1. With Collaborative Law, each party will have their own attorney throughout the process. That can lead to more informed decisions and some assurance that the important issues will be discussed and resolved. With mediation, sometimes parties choose to work with a mediator and without attorneys while they hammer out an agreement. That will save money initially, but sometimes the parties, without attorney guidance, make bad decisions that have to get un-done. That gets expensive and it might kill the agreement. Sometimes, it’s better to spend a little more money as you go along than to take a chance on making some bad financial and life decisions.
2. In Collaborative, we normally use a team of helpers. On financial decisions, a neutral financial professional works with both parties to gather and organize financial data. That’s especially helpful when one spouse does not really have much financial experience or knowledge. On children’s issues, the neutral therapist or child specialist helps the parties calmly work out a plan to share time and responsibility regarding the children. Both neutrals are much better than relying on just standard guidelines approaches. They can help the parties be creative because of their expertise and experience.
3. There’s a more informed decision in Collaborative. With attorneys and neutral experts, plus an explicit agreement to share all relevant information, Collaborative Divorce provides the means to get the needed information to both parties. In mediation, there is less oversight and it can be hard to get some information if one side wants to avoid disclosing certain facts.
4. In Collaborative cases, documents get prepared correctly. In mediation, especially without attorneys, it’s often hard to find someone who will prepare the documents. Even worse, some people with significant assets attempt to use online forms, a sure recipe for disaster.

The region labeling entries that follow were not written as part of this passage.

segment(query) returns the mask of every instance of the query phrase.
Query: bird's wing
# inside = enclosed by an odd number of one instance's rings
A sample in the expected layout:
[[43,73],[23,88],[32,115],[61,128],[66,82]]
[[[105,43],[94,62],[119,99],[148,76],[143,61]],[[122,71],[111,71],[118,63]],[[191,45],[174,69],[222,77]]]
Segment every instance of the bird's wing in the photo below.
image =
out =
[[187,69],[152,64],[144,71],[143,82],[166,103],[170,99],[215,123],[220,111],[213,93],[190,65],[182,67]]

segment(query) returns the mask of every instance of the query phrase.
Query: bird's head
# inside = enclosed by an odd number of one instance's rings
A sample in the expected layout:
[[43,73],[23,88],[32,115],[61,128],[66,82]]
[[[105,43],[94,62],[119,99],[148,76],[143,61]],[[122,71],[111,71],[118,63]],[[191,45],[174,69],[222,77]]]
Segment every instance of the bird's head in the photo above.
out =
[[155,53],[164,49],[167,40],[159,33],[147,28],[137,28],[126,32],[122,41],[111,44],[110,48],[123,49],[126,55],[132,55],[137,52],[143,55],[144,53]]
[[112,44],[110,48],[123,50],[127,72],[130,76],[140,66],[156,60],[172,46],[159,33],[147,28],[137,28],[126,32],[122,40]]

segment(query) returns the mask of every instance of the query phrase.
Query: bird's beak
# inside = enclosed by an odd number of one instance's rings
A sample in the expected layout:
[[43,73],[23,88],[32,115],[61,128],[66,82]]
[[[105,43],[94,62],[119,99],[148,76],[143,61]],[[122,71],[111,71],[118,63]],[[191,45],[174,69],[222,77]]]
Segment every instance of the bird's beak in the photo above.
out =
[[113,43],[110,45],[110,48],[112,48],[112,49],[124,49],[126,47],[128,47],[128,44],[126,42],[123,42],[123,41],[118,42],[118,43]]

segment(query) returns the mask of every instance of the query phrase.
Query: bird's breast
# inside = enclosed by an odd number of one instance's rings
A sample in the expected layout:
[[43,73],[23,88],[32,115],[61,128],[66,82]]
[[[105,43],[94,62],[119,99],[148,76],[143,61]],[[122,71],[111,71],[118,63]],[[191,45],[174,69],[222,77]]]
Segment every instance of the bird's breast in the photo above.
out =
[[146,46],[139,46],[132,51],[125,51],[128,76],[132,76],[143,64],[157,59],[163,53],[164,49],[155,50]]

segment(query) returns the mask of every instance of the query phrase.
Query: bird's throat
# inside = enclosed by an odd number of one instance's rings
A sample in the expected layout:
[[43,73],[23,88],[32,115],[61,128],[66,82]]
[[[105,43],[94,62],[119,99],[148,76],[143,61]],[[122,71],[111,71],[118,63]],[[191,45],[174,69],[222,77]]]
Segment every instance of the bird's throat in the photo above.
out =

5. Collaborative Law utilizes interest-based negotiations. The parties start off by establishing their goals and interests, and then the negotiations are always focused on trying to meet the needs of both parties. In mediation, most often, the parties revert to positional bargaining, like that used in buying a used car. One side starts high and the other starts low. Often, only one of the parties comes out in good shape in an agreement.
Let me emphasize that mediation can be a very good process. I am a mediator and I strongly support the process. The biggest problems occur when the parties try to save money by negotiating their own divorce without lawyers. That will almost always lead to major problems. Please consult with a lawyer before you start negotiating on your own on such serious matters.